My Son Went To Heaven !

 It is one month today, since I lost my son.
 It is not quite real to me.
It happened. My worst fear, that one day I'd get this call.
The call no mother should ever have to get,  that your child, your son is dead.
My son died from a heroin overdose.
 I still don't know what really happened.

 I will never know the truth, probably.  It doesn't matter.
 It's just such a sad, senseless thing.
 "My dad died, Grandma ", my 17 year old granddaughter screamed into the phone.
Four times.  I just said, "No.......   No.....no.....!
 I couldn't believe what I was hearing.    I still can't believe it.
 But an hour later at the hospital ER,  as I stood over his body,
I knew he really was gone, knew his suffering was over,
and knew that he was with Jesus.
 In perfect peace and feeling God's love surround him!
 And I have had to keep that picture in my mind,
 that picture of gentle Jesus, holding a man, welcoming him into heaven.
And oh, what peace that image has given me.
I am so very grateful for this reassurance.



This one thought, this promise, this belief---It's all I can do, all I need, all I want.
 It's over, this troubled earthly life, and all his struggles and hurts.
 But also no more chances, his wishes didn't come true, all his plans are changed. 
My heart aches, it just is so terrible.  I wish I had more time with him.
I will miss him so much, his phone calls, our long talks.
 His tender concern for me.
 But he has a better life now, carefree, he's free of mental anguish.
In time I will be able to speak about it, more intelligently.
 Maybe share links that will help others.
For right now, I can't do more than keep up with each day's chores,
focus on the grandbabies who bring me such delight.
Do my jobs.
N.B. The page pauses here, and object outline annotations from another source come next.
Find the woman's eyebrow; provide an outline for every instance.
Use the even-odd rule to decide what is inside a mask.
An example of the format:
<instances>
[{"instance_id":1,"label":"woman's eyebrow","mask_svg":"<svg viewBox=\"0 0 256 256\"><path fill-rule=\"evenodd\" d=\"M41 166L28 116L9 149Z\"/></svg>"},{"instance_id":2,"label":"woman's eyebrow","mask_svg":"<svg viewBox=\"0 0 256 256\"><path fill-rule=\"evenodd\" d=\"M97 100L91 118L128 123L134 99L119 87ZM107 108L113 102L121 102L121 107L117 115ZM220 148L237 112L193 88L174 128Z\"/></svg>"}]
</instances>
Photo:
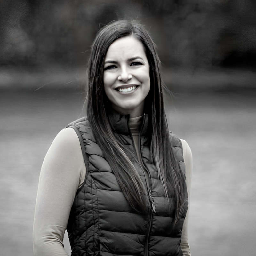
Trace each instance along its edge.
<instances>
[{"instance_id":1,"label":"woman's eyebrow","mask_svg":"<svg viewBox=\"0 0 256 256\"><path fill-rule=\"evenodd\" d=\"M115 60L108 60L107 61L105 61L104 64L107 64L107 63L114 63L115 64L117 64L117 62Z\"/></svg>"},{"instance_id":2,"label":"woman's eyebrow","mask_svg":"<svg viewBox=\"0 0 256 256\"><path fill-rule=\"evenodd\" d=\"M136 57L133 57L132 58L131 58L131 59L128 59L127 60L128 61L132 61L132 60L136 60L137 59L141 59L142 60L143 60L143 59L141 57L140 57L139 56L136 56ZM105 61L104 64L107 64L108 63L113 63L114 64L117 64L117 62L115 60L107 60L107 61Z\"/></svg>"},{"instance_id":3,"label":"woman's eyebrow","mask_svg":"<svg viewBox=\"0 0 256 256\"><path fill-rule=\"evenodd\" d=\"M143 60L143 59L141 57L140 57L139 56L136 56L136 57L133 57L131 59L128 59L128 61L131 61L132 60L136 60L136 59L141 59L142 60Z\"/></svg>"}]
</instances>

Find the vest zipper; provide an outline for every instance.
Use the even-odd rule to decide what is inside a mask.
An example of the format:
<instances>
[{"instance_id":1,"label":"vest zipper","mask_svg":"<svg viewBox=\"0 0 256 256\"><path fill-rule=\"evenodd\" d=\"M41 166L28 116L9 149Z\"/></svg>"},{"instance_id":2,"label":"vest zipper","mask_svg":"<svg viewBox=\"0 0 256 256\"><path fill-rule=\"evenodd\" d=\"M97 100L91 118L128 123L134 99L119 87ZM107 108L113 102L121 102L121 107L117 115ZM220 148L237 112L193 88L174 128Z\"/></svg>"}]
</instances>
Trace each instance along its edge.
<instances>
[{"instance_id":1,"label":"vest zipper","mask_svg":"<svg viewBox=\"0 0 256 256\"><path fill-rule=\"evenodd\" d=\"M144 114L145 115L145 114ZM128 127L129 127L129 118L128 120L128 122L127 124ZM144 125L144 122L145 122L145 117L144 120L143 120L143 124L142 125L142 127L143 127ZM130 133L130 136L132 139L132 141L133 144L133 147L135 149L135 145L134 145L134 140L133 138L132 137L132 135L131 132L130 128L129 128L129 133ZM141 130L140 131L141 132ZM146 182L146 186L147 187L147 188L148 190L148 196L149 197L149 201L151 203L151 205L149 205L150 207L150 210L149 211L149 213L148 214L148 222L147 225L147 230L146 231L146 234L145 237L145 242L144 244L144 256L148 256L148 243L149 242L149 235L150 235L150 231L151 230L151 225L152 222L152 215L153 215L153 212L156 212L156 208L155 207L155 202L154 202L154 199L152 196L152 194L151 192L151 175L150 174L149 171L147 169L146 166L144 165L144 163L142 160L142 157L141 157L141 153L140 149L140 132L139 135L139 156L137 156L138 157L140 157L140 160L139 162L141 163L141 164L142 165L142 171L144 173L144 176L145 177L145 180ZM136 150L135 150L136 151Z\"/></svg>"}]
</instances>

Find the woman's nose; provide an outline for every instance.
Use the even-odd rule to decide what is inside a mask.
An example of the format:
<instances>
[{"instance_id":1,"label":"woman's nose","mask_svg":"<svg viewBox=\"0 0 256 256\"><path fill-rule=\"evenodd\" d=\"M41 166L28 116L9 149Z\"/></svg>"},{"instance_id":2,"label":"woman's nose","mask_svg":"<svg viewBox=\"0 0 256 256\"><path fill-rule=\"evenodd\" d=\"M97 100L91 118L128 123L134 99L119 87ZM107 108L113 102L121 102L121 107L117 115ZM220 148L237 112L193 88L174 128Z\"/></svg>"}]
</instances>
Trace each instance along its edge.
<instances>
[{"instance_id":1,"label":"woman's nose","mask_svg":"<svg viewBox=\"0 0 256 256\"><path fill-rule=\"evenodd\" d=\"M132 74L126 68L124 68L121 69L120 74L117 79L120 81L126 82L132 77Z\"/></svg>"}]
</instances>

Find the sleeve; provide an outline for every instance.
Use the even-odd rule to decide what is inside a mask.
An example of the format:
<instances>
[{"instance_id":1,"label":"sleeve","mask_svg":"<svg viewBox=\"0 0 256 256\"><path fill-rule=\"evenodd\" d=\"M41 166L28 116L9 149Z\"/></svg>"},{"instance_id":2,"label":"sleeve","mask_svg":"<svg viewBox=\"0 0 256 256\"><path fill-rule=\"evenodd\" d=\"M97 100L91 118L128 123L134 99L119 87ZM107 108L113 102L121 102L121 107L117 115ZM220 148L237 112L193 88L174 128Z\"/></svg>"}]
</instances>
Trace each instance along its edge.
<instances>
[{"instance_id":1,"label":"sleeve","mask_svg":"<svg viewBox=\"0 0 256 256\"><path fill-rule=\"evenodd\" d=\"M183 155L186 166L186 184L188 198L188 208L183 226L181 246L182 254L185 256L190 256L190 248L188 238L188 224L190 205L190 194L192 178L192 153L189 146L184 140L181 140L183 148Z\"/></svg>"},{"instance_id":2,"label":"sleeve","mask_svg":"<svg viewBox=\"0 0 256 256\"><path fill-rule=\"evenodd\" d=\"M75 131L70 128L61 130L46 154L40 173L33 229L35 255L68 255L63 238L85 168Z\"/></svg>"}]
</instances>

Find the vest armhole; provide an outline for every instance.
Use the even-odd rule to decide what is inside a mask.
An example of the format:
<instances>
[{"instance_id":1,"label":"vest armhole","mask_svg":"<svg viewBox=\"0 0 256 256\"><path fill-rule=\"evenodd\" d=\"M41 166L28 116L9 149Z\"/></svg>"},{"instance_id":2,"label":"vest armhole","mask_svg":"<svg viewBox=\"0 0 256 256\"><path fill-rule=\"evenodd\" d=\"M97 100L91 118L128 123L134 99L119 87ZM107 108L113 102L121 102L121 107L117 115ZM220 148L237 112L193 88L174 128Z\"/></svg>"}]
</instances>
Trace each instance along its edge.
<instances>
[{"instance_id":1,"label":"vest armhole","mask_svg":"<svg viewBox=\"0 0 256 256\"><path fill-rule=\"evenodd\" d=\"M88 156L87 155L86 152L85 152L85 149L84 147L84 141L83 140L83 138L82 138L82 136L81 135L81 134L80 133L80 132L79 131L78 129L75 126L74 126L73 125L71 125L70 126L67 126L67 127L70 127L71 128L72 128L75 130L75 131L76 133L76 134L77 135L78 139L79 139L79 141L80 142L80 146L81 147L81 149L82 151L83 156L84 158L84 164L85 164L86 172L85 177L84 178L84 180L83 183L82 185L81 185L79 188L78 188L78 190L79 190L79 189L80 188L82 188L83 186L83 185L85 182L86 179L87 178L87 175L88 174L88 171L89 170L89 161L88 159Z\"/></svg>"}]
</instances>

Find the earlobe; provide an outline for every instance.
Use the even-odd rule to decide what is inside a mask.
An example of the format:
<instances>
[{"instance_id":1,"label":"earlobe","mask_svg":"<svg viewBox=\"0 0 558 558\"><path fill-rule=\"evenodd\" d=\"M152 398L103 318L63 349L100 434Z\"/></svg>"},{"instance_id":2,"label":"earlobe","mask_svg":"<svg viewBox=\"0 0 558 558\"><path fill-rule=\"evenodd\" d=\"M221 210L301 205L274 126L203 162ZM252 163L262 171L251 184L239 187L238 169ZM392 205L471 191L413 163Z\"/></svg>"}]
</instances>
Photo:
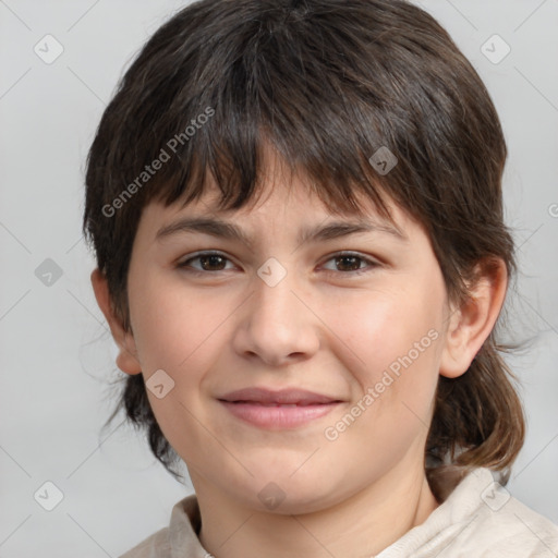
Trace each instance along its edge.
<instances>
[{"instance_id":1,"label":"earlobe","mask_svg":"<svg viewBox=\"0 0 558 558\"><path fill-rule=\"evenodd\" d=\"M141 374L142 367L137 359L134 337L131 332L124 330L121 320L112 311L107 278L100 272L99 268L95 268L90 275L90 279L97 304L105 315L112 338L119 348L119 354L116 361L117 366L126 374Z\"/></svg>"},{"instance_id":2,"label":"earlobe","mask_svg":"<svg viewBox=\"0 0 558 558\"><path fill-rule=\"evenodd\" d=\"M441 376L457 378L469 369L498 319L507 287L505 262L490 259L471 296L451 310L440 359Z\"/></svg>"}]
</instances>

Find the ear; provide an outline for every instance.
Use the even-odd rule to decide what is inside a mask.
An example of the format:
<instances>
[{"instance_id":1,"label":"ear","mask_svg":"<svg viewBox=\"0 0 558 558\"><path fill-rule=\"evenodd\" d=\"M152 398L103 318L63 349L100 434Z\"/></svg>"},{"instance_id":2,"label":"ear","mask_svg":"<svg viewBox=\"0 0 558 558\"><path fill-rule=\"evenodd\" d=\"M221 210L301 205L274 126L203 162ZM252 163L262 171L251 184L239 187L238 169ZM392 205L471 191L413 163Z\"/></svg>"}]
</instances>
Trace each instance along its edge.
<instances>
[{"instance_id":1,"label":"ear","mask_svg":"<svg viewBox=\"0 0 558 558\"><path fill-rule=\"evenodd\" d=\"M133 333L125 331L121 320L112 312L107 278L95 268L92 272L92 284L97 304L107 319L112 338L120 351L117 356L117 366L126 374L140 374L142 367L137 360L137 350Z\"/></svg>"},{"instance_id":2,"label":"ear","mask_svg":"<svg viewBox=\"0 0 558 558\"><path fill-rule=\"evenodd\" d=\"M457 378L464 374L500 314L508 288L508 272L501 258L477 264L481 276L471 296L451 308L440 361L440 375Z\"/></svg>"}]
</instances>

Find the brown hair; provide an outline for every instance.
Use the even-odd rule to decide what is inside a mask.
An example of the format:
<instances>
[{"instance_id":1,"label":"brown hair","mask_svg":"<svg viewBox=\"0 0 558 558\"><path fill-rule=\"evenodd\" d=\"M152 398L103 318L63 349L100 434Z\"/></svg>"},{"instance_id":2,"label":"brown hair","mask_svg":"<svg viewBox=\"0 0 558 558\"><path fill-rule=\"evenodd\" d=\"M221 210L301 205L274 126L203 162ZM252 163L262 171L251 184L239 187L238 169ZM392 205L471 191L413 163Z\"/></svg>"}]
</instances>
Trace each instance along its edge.
<instances>
[{"instance_id":1,"label":"brown hair","mask_svg":"<svg viewBox=\"0 0 558 558\"><path fill-rule=\"evenodd\" d=\"M305 172L332 213L360 214L362 193L391 220L387 195L423 223L451 301L466 300L477 264L486 270L501 258L513 277L500 122L480 76L429 14L403 0L202 0L143 47L88 154L83 230L126 330L142 209L197 199L206 171L221 208L243 207L258 191L264 141ZM398 159L385 174L369 161L380 147ZM162 151L169 159L147 173ZM448 466L507 471L507 482L524 437L500 354L511 348L495 328L465 374L439 378L425 456L435 494ZM143 374L125 378L108 422L121 408L179 476Z\"/></svg>"}]
</instances>

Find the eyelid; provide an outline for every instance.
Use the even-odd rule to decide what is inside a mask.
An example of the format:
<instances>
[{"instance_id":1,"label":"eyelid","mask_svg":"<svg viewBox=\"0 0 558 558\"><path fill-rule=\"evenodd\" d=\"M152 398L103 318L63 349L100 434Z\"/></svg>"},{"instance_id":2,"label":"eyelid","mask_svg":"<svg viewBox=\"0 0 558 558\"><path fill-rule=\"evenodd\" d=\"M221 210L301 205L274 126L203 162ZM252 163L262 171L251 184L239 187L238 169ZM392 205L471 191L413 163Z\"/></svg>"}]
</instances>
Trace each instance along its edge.
<instances>
[{"instance_id":1,"label":"eyelid","mask_svg":"<svg viewBox=\"0 0 558 558\"><path fill-rule=\"evenodd\" d=\"M184 270L186 270L187 272L192 272L194 275L206 275L206 276L209 276L209 275L218 275L219 272L222 272L222 271L228 271L227 269L221 269L221 270L218 270L218 271L204 271L204 270L199 270L199 269L195 269L195 268L189 268L185 264L187 262L191 262L193 259L197 259L199 257L203 257L203 256L221 256L223 259L226 259L227 262L231 262L231 263L234 263L233 259L231 257L229 257L225 252L220 252L220 251L217 251L217 250L203 250L203 251L199 251L199 252L194 252L192 254L189 254L187 256L185 256L184 258L181 258L177 264L177 268L182 268ZM367 271L371 271L377 267L380 267L383 264L377 259L377 258L374 258L372 256L368 256L368 255L364 255L360 252L354 252L354 251L348 251L348 250L342 250L342 251L338 251L338 252L333 252L332 254L329 254L327 256L326 259L324 259L319 265L324 265L325 263L331 260L331 259L335 259L337 257L343 257L343 256L347 256L347 257L350 257L350 256L354 256L354 257L357 257L359 259L362 259L363 262L365 262L367 264L367 267L365 268L360 268L360 269L355 269L355 270L352 270L352 271L337 271L337 270L332 270L332 269L326 269L325 271L327 274L336 274L336 275L345 275L345 276L355 276L355 275L361 275L361 274L364 274L364 272L367 272Z\"/></svg>"}]
</instances>

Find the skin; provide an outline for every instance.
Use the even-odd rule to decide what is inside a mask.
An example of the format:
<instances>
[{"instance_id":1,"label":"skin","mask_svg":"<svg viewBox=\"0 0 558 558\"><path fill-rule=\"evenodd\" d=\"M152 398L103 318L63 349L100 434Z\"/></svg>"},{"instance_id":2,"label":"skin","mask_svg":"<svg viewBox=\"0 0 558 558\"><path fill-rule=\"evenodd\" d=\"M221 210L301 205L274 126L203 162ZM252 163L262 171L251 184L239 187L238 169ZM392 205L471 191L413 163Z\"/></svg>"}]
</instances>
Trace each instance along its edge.
<instances>
[{"instance_id":1,"label":"skin","mask_svg":"<svg viewBox=\"0 0 558 558\"><path fill-rule=\"evenodd\" d=\"M272 151L265 162L263 201L241 210L217 213L215 186L185 208L144 209L128 282L132 331L111 313L98 269L92 274L95 295L120 348L119 368L146 380L163 369L174 381L162 399L147 393L187 465L202 513L199 539L209 553L369 557L438 506L424 473L436 384L439 375L465 373L488 337L504 303L506 267L501 262L456 307L427 234L395 205L407 242L366 232L299 245L301 228L339 219L302 178L282 187ZM369 202L363 206L379 220ZM198 232L155 240L177 217L201 214L241 227L254 250ZM177 267L202 250L228 259L206 262L204 276ZM336 264L339 251L364 260ZM271 256L287 270L275 287L256 274ZM378 265L367 267L366 259ZM198 259L190 265L203 270ZM366 267L362 275L352 271ZM337 439L326 439L324 429L430 329L437 339ZM303 388L343 403L303 427L264 430L233 417L216 399L252 386ZM272 510L258 498L270 482L284 495Z\"/></svg>"}]
</instances>

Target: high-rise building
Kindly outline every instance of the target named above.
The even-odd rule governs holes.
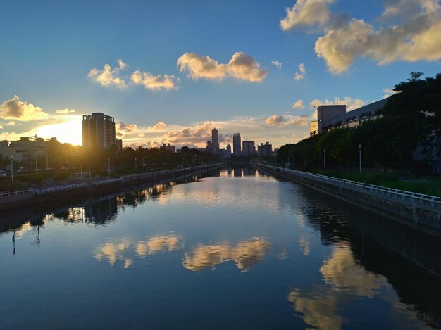
[[[244,141],[242,143],[242,155],[249,157],[256,153],[256,147],[254,141]]]
[[[82,115],[82,146],[109,149],[115,146],[115,120],[101,113]]]
[[[211,131],[211,148],[213,153],[217,153],[219,150],[219,139],[218,138],[218,130],[215,128]]]
[[[235,133],[232,136],[232,153],[235,156],[240,156],[240,134]]]

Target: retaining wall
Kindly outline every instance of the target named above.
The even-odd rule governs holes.
[[[254,163],[252,165],[397,221],[441,236],[441,198],[439,197],[266,164]]]

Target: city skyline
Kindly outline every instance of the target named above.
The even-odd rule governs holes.
[[[223,148],[235,132],[278,147],[309,135],[317,106],[350,110],[411,72],[441,71],[435,0],[6,1],[2,11],[1,140],[81,144],[82,115],[101,112],[125,145],[204,147],[216,127]]]

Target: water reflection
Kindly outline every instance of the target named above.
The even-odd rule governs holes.
[[[135,255],[145,258],[160,252],[178,250],[180,248],[178,243],[178,237],[173,234],[149,237],[146,241],[136,243],[128,238],[111,240],[99,246],[94,257],[99,262],[106,260],[112,267],[120,262],[124,268],[129,268],[133,265]]]
[[[266,239],[259,238],[244,241],[234,246],[228,243],[201,244],[193,249],[192,254],[185,253],[182,265],[189,270],[198,272],[206,268],[213,269],[217,265],[232,260],[240,270],[245,272],[261,260],[271,248]]]

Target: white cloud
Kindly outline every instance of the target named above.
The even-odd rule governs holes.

Go on, keep living life as fully as possible.
I'm confused, but not alone. A little lost. but I'll find my way.


Cape May, New Jersey

I am being lifted up,  I am in good hands, my girls are sticking close.
Friends and family are loving me,  spoiling me!
Even treating me to very nice outings.
My daughters and I went to see a funny movie.
Then, my little sister took me to a Tim McGraw concert!
Liked his encore song!  "Live like you were dying..." It touched me.
 I have been "down the shore"  for a few days,
met God at sunrise on the beach each morning while there.
Daily- " I come to the garden alone, while the dew is still on the roses.....".
I am taking care of myself,  being extra careful.  Have to concentrate harder.
Slowed down, being cautious, but keeping very busy.
Everything seems more intense, like even simple things have some
deep special meaning to me.  I am changed.
Acutely aware, extra sensitive,  I am deeply grateful, pensive.
 I am confident, God is caring for me, He will never leave me alone
and I am going to be fine.


his prayer card
his obituary can be found at www.forevermissed.com/gary-wayne-young-jr/#about
My precious little boy, age 4

High school graduation photo

USNavy picture  1993

I'll see him again,on the other side.